Entropy and Independent Component Analysis

Blind source separation using complex system framework

Posted on November 2023


This journal is originally two articles that I published back in 2020 on a certain blogging platform. One was talking about independent component analysis and the other was talking about independence and uncorrelatedness. However, due to the removal of said account, I plan to combine, add, and revise the articles as I think it is quite a good journal for me.

Entropy

I am sure almost every informed or geek person has, at some point, encountered entropy. The pop culture conception of entropy is usually built around time, that the entropy is the arrow of time. At least that was the first time I heard of entropy back in highschool. If I remember, it was a YouTube video of Brian Greene talking about quantum physics. That encounter took a part of the reason for me pursuing physics.

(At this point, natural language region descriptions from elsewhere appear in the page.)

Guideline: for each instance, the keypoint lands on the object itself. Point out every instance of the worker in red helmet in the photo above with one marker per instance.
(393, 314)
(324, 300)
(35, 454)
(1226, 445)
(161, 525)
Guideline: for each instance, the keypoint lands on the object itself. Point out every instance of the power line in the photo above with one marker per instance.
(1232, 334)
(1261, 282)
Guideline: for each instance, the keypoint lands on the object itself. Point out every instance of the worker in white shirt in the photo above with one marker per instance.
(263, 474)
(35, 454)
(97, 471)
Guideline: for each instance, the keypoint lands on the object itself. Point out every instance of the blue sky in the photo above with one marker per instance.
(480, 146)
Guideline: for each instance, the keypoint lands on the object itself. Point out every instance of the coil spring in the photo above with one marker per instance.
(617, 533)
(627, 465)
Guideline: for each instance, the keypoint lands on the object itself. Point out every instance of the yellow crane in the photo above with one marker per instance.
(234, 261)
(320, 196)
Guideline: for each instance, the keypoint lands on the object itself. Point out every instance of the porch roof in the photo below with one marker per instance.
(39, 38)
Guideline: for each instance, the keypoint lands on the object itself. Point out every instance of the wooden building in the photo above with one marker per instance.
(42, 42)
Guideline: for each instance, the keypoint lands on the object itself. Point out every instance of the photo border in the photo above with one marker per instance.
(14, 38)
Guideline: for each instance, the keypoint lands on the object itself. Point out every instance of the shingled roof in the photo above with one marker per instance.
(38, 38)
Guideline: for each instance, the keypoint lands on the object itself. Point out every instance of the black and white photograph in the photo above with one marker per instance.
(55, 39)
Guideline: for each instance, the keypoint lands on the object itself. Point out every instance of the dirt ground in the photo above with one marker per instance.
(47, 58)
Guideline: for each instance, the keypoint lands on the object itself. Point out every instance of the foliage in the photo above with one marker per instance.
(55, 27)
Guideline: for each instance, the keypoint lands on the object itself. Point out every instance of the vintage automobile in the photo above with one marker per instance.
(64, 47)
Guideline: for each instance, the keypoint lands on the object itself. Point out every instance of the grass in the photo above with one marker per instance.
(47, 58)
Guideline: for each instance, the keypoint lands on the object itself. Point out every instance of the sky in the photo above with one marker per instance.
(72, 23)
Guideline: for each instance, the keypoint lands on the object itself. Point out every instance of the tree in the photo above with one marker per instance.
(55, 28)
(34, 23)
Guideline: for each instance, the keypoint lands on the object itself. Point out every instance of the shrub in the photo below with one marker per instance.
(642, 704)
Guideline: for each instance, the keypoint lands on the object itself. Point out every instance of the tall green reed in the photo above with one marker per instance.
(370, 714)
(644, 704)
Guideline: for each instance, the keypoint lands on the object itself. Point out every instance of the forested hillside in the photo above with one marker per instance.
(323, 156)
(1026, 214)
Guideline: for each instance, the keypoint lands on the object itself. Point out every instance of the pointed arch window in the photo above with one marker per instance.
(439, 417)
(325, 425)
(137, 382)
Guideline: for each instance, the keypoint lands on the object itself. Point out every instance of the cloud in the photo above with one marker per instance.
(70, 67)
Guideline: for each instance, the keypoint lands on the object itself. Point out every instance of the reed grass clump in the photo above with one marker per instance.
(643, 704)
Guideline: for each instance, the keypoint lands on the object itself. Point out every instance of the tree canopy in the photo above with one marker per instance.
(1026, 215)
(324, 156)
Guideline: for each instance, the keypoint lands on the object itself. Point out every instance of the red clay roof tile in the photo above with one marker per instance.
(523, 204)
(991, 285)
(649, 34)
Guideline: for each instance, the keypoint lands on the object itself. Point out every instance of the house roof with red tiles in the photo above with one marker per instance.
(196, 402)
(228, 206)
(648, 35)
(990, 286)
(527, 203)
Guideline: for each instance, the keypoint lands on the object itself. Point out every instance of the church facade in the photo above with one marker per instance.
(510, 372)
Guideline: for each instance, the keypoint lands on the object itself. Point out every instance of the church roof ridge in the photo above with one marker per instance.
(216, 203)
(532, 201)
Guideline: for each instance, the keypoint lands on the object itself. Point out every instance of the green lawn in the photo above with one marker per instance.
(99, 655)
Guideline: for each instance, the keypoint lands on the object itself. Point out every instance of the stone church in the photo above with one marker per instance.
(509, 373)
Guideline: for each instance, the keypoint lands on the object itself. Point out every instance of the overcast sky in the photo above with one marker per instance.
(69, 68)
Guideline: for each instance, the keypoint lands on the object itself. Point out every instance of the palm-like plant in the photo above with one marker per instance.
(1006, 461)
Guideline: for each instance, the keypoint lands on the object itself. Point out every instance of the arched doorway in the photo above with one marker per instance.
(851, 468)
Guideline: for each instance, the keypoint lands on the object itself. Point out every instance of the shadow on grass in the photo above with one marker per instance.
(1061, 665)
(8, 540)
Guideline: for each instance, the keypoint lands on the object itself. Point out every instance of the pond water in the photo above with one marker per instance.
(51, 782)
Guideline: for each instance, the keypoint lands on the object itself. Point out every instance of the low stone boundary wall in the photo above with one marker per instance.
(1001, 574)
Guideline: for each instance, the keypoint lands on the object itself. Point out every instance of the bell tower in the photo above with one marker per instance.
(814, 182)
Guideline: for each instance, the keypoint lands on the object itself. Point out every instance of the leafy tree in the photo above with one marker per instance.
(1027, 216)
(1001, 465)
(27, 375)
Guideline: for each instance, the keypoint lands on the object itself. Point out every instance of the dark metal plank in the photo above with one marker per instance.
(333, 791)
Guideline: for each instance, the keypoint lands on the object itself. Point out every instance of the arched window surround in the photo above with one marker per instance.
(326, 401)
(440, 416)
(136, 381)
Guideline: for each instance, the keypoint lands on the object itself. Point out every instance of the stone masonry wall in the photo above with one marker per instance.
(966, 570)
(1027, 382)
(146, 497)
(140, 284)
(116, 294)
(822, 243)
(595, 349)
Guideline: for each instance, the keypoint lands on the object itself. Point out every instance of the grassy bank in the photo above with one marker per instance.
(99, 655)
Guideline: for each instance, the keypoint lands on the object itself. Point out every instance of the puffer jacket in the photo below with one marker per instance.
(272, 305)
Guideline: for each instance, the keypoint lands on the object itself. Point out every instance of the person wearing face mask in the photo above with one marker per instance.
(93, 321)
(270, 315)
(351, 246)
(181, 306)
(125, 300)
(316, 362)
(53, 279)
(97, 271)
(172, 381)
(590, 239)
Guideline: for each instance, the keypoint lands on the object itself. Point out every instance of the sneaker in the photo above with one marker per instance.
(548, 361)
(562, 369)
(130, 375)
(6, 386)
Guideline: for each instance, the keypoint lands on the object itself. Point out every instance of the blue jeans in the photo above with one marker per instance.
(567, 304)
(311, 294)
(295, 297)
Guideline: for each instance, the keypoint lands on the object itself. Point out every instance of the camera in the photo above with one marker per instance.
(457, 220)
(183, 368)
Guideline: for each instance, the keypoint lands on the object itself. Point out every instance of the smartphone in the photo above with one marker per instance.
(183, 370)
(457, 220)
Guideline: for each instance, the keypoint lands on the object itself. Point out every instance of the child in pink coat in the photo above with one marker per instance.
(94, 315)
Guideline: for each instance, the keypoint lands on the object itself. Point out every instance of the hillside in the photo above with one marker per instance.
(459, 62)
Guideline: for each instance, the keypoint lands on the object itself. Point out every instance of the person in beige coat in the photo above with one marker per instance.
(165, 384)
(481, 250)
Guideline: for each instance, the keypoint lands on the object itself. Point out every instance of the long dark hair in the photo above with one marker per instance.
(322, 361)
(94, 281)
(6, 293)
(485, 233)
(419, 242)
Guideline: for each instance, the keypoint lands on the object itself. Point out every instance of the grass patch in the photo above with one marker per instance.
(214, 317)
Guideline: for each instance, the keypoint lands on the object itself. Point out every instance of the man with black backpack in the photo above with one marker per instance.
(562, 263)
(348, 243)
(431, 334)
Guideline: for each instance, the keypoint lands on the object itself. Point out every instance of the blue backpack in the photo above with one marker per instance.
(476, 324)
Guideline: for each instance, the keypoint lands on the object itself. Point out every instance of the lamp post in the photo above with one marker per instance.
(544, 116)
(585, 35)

Entropy was first introduced by Rudolph Clausius in 1865. He defined Entropy as energy that can not be transferred to work and thus dissipated as heat. Then comes around Maxwell in 1871 with his demon. He proposed a hypothetical system of a box that contain many particles. These particles are classified into two categories, one with bigger and faster particles and the other smaller and slow particles.

maxwell_demon

Image Source: https://en.wikipedia.org/wiki/Maxwell%27s_demon

However, a demon is introduced to operate a sort of wall or membrane that separate the box into two containers. The demon has certain rule, it would let the smaller particle to get pass through from the right container to the left container but not vice versa. The demon is also letting the bigger particle to pass through from left to right container but not vice versa. Maxwell then argues that in this kind system, there is no dissipated heat. Thus no entropy present eventhough the system does work. Which at that time a shocking proposal because according to the second law of thermodynamics, in a close system, entropy always increase.

Boltzmann-Gibbs Entropy

It was Boltzmann and Gibbs that introduced entropy as a macroscropical properties that arises from a group of microscopical system. A system is a group of individual entities which have their own function that form a more complex entity that also have its function. A system has states that tells the behavior of the system, an example of states could be the temperature of a tank that contained liquid. The system is the tank, and the molecules in the tank are its individual entities. A group of system can interact with each other and in turn create a more complex system. This complex system also has states, which using the standpoint of its parts, is called macrostates. Using the same standpoint, the states of the parts are called microstates. Entropy is defined as the number of microstates which constitute to the macrostate.

\[S = k \;log \:W\]

With $S$ as entropy, $k$ as the Boltzmann’s constant and $W$ as the thermodynamic probability. This Therimodynamic probability represent the microstates that correspond to the macrostate.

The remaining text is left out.